The blue portions we'll need to take derivatives of.
Understand the setup? :o

Answer 4

yes thank you

Answer 5

3x^2sin9x+x^3cos9x would be right?

Answer 6

Woops! When you take the derivative of the sin9x, don't forget your chain rule!! :O
We should get an extra factor of 9, yes?\[\Large (\sin9x)' \quad=\quad \cos9x(9x)'\quad=\quad 9\cos9x\]Rest of it looks good though.

Answer 7

wait i am confused

Answer 8

chain rule confusing?

Answer 9

yea

Answer 10

So like.. here's the simpler explanation.
We can go with something more formal if this doesn't make sense.
Ummmmmm...

Chain rule tells us to do a couple things when we take a derivative.
Make a copy of the inner function, and multiply by its derivative.
Example:\[\Large \frac{d}{dx}(3x-2)^2 \quad=\quad 2(3x-2)\color{royalblue}{\frac{d}{dx}(3x-2)}\]
\[\Large =2(3x-2)\color{royalblue}{(3)}\]

Answer 11

So in that example ^ we applied the power rule to the outermost function (stuff)^2.
Then we multiplied by the derivative of the "stuff"

Answer 12

If you want the more formal definition, you can think of it as a composition of functions.
Chain rule says this:\[\Large \left[f(g(x))\right]' \quad=\quad f'(g(x))\cdot g'(x)\]

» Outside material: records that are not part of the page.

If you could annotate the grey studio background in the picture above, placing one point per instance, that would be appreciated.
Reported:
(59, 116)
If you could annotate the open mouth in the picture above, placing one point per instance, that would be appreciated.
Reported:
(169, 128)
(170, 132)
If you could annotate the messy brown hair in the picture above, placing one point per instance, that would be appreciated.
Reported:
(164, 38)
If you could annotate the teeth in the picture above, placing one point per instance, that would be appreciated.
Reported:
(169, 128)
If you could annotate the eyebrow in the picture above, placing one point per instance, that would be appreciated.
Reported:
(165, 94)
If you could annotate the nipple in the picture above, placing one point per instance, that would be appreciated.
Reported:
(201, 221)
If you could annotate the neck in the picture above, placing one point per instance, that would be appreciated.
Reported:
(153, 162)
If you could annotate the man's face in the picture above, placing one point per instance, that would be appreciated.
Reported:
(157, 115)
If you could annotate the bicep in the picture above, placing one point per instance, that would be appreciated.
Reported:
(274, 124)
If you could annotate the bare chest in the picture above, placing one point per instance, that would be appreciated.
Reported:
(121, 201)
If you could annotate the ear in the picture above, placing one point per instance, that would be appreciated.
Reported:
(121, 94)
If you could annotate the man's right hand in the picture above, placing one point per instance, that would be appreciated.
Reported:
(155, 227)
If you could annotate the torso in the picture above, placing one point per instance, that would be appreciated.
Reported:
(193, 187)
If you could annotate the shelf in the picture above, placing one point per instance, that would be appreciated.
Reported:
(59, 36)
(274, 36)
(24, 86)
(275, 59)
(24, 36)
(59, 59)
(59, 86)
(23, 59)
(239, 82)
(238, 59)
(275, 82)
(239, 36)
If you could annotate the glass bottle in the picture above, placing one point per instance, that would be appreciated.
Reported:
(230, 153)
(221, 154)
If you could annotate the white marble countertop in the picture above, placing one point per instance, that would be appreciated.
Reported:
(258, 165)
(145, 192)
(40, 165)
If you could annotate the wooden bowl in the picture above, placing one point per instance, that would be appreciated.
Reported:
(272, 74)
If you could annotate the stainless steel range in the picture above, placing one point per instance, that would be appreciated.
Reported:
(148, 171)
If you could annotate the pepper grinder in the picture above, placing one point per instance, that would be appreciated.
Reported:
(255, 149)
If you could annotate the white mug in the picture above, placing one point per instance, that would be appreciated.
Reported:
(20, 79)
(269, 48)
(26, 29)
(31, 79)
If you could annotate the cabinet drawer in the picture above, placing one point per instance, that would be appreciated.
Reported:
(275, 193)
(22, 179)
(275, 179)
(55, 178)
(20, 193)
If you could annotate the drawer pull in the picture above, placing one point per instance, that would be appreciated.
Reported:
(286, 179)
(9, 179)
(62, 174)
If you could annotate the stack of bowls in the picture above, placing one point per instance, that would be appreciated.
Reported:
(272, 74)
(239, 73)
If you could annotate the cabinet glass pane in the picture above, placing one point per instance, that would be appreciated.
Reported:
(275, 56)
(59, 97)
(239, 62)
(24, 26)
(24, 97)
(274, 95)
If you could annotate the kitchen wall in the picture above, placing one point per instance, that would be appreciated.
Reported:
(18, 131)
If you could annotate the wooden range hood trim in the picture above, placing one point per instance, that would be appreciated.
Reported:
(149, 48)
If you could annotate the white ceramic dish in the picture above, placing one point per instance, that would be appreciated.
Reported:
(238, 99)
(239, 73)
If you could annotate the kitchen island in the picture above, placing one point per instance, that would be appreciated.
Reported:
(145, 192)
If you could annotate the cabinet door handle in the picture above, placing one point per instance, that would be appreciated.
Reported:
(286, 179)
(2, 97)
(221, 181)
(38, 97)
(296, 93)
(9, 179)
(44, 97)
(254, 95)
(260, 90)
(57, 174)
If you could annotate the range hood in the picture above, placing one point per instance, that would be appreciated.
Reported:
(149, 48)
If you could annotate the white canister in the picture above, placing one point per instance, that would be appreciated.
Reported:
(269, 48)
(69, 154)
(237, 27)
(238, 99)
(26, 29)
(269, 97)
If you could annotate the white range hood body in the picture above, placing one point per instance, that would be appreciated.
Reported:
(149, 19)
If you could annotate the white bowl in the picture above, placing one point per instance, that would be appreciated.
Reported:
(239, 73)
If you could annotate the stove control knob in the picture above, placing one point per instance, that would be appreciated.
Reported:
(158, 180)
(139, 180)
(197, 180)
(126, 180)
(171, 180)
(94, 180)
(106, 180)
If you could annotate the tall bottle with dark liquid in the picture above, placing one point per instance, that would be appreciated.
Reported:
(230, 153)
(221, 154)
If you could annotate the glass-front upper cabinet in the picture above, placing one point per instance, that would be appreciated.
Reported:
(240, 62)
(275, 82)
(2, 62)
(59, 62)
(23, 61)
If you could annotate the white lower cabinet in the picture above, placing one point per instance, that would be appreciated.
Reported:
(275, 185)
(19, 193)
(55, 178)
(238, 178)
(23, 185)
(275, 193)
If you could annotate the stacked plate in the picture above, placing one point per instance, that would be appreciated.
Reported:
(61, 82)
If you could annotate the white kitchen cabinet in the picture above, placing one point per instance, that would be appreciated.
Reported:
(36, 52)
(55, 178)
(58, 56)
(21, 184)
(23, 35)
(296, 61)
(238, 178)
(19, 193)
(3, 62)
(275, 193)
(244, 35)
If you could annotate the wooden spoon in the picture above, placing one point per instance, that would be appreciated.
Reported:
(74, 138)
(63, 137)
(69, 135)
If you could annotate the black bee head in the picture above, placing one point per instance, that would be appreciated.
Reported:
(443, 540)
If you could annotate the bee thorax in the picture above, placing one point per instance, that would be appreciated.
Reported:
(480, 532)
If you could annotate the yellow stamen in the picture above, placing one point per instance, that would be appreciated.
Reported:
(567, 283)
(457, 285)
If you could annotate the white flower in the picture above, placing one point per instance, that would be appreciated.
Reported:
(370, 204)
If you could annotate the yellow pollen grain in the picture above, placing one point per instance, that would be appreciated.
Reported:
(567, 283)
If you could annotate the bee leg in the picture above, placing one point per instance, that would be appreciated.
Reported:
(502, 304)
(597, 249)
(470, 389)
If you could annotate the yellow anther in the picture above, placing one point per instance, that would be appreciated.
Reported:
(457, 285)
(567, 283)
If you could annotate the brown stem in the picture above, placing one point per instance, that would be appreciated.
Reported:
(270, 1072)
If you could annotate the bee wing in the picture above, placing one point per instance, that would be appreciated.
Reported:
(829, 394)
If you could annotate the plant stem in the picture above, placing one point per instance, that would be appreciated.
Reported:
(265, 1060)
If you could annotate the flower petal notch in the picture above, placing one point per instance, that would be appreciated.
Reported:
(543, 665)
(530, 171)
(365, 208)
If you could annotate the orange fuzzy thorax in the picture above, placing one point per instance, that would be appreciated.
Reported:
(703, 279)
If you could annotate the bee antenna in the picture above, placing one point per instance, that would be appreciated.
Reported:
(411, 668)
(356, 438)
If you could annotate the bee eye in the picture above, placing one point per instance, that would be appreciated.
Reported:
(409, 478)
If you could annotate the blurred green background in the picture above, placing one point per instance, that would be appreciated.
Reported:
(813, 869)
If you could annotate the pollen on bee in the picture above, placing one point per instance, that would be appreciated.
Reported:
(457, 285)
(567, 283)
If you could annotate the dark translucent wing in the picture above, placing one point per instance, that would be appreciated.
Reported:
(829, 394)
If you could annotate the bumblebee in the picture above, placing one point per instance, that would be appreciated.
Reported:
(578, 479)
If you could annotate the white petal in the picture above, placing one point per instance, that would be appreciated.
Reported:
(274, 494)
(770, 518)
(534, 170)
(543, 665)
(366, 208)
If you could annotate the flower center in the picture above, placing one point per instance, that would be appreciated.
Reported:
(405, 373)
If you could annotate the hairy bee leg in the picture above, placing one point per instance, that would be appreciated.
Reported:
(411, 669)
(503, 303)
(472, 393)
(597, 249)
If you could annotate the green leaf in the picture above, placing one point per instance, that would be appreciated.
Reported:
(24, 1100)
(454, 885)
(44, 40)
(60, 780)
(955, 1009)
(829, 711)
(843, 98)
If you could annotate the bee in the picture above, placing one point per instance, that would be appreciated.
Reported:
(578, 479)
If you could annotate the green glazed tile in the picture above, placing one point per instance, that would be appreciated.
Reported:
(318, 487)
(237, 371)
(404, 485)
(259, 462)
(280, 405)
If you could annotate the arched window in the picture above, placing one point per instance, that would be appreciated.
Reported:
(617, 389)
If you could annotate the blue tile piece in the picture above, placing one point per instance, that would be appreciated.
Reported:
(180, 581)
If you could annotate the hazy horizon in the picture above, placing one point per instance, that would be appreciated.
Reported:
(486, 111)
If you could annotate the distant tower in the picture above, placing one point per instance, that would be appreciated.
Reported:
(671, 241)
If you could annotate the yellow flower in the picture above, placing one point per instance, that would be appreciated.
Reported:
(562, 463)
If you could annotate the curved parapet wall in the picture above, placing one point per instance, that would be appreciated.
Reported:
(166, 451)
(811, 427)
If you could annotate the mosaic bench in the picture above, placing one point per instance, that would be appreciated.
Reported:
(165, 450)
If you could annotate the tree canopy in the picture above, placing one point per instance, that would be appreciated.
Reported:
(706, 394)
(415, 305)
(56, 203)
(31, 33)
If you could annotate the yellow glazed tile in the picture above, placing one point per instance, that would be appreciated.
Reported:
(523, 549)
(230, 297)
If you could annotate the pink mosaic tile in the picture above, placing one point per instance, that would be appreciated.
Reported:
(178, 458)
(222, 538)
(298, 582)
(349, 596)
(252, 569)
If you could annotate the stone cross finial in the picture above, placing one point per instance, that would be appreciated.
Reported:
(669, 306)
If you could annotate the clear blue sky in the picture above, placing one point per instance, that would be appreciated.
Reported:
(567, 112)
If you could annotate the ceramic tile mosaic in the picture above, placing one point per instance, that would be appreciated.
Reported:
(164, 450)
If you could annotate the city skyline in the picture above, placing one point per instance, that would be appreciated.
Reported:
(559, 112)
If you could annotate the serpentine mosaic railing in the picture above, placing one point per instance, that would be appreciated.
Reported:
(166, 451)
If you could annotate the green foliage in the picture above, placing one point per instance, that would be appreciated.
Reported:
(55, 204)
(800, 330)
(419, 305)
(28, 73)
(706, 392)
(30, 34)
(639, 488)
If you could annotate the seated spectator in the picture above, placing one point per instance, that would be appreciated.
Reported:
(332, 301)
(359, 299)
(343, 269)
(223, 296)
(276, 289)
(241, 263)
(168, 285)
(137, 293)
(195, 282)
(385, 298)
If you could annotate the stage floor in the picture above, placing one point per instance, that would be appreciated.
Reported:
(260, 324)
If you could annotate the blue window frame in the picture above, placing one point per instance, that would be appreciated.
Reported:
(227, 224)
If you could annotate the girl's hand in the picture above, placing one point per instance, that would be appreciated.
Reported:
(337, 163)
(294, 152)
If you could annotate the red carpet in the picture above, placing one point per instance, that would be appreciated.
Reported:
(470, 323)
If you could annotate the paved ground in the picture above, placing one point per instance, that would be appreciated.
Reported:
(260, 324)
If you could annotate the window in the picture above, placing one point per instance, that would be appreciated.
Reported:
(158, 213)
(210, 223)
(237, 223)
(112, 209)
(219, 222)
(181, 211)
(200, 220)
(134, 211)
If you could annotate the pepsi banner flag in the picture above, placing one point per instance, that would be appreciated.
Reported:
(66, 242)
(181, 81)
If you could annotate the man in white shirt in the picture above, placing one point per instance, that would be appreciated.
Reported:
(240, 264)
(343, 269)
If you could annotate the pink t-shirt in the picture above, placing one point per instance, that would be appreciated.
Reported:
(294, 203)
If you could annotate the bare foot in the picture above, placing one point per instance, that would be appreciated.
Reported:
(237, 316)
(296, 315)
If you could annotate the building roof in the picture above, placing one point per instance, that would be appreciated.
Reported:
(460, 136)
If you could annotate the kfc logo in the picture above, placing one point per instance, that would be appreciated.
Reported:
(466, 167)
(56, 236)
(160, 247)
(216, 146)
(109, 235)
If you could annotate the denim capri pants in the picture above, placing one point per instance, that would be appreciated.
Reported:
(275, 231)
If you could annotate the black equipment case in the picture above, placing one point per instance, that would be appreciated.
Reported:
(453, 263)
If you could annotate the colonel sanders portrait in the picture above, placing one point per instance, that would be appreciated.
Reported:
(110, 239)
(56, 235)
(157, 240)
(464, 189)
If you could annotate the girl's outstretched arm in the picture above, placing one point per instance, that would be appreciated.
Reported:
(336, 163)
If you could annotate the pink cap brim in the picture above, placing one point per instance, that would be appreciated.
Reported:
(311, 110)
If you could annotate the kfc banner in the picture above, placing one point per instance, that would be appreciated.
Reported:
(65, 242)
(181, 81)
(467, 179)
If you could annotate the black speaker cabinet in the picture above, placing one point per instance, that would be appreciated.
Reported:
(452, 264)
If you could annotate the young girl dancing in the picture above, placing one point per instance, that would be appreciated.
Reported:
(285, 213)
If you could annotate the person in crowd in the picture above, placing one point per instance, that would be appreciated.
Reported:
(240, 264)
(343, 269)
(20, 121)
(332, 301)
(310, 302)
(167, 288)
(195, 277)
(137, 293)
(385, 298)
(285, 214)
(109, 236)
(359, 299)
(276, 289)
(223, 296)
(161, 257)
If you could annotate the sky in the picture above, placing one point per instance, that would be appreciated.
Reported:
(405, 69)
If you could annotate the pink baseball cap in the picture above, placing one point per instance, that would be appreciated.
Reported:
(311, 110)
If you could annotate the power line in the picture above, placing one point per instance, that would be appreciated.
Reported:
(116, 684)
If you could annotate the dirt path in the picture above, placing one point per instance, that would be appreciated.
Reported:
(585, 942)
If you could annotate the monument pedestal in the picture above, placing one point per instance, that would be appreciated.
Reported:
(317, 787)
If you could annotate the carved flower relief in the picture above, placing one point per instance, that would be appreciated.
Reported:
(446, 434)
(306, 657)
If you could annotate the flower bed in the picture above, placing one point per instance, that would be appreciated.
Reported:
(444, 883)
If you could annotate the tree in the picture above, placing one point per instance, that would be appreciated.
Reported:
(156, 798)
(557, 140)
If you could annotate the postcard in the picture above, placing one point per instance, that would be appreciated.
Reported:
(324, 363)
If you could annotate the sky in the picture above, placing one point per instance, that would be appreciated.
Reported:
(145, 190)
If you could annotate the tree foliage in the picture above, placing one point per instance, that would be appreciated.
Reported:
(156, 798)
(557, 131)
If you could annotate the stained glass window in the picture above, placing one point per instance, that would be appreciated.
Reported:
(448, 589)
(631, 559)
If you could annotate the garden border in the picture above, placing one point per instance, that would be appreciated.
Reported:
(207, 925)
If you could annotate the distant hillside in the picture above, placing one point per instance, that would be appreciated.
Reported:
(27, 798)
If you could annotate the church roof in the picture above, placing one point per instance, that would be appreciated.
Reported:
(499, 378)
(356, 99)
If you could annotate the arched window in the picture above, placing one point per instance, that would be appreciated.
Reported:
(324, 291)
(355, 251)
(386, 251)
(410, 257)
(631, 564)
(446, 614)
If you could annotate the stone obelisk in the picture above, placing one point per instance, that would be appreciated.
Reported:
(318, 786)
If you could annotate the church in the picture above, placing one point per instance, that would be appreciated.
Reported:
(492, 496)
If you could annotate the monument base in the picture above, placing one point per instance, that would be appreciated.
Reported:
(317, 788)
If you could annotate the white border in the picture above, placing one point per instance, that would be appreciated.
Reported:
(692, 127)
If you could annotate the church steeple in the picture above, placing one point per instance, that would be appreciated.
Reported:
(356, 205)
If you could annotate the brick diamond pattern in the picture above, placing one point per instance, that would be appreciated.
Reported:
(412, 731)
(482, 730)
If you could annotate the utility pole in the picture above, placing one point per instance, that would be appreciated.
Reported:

So in our problem we can think of it like this:\[\Large f(x)=\sin x, \qquad g(x)=9x\]
\[\Large f(g(x))=\sin9x\]

Answer 13

\[\Large f'(g(x))=\cos9x,\qquad g'(x)=9\]

Answer 14

Chain rule can be a tough one to get a good grasp on, even harder to explain lol :(

Answer 15

thank you for helping me out

Answer 16

np c:

Answer 17

@zepdrix ' i liked your way of clearing the concepts. .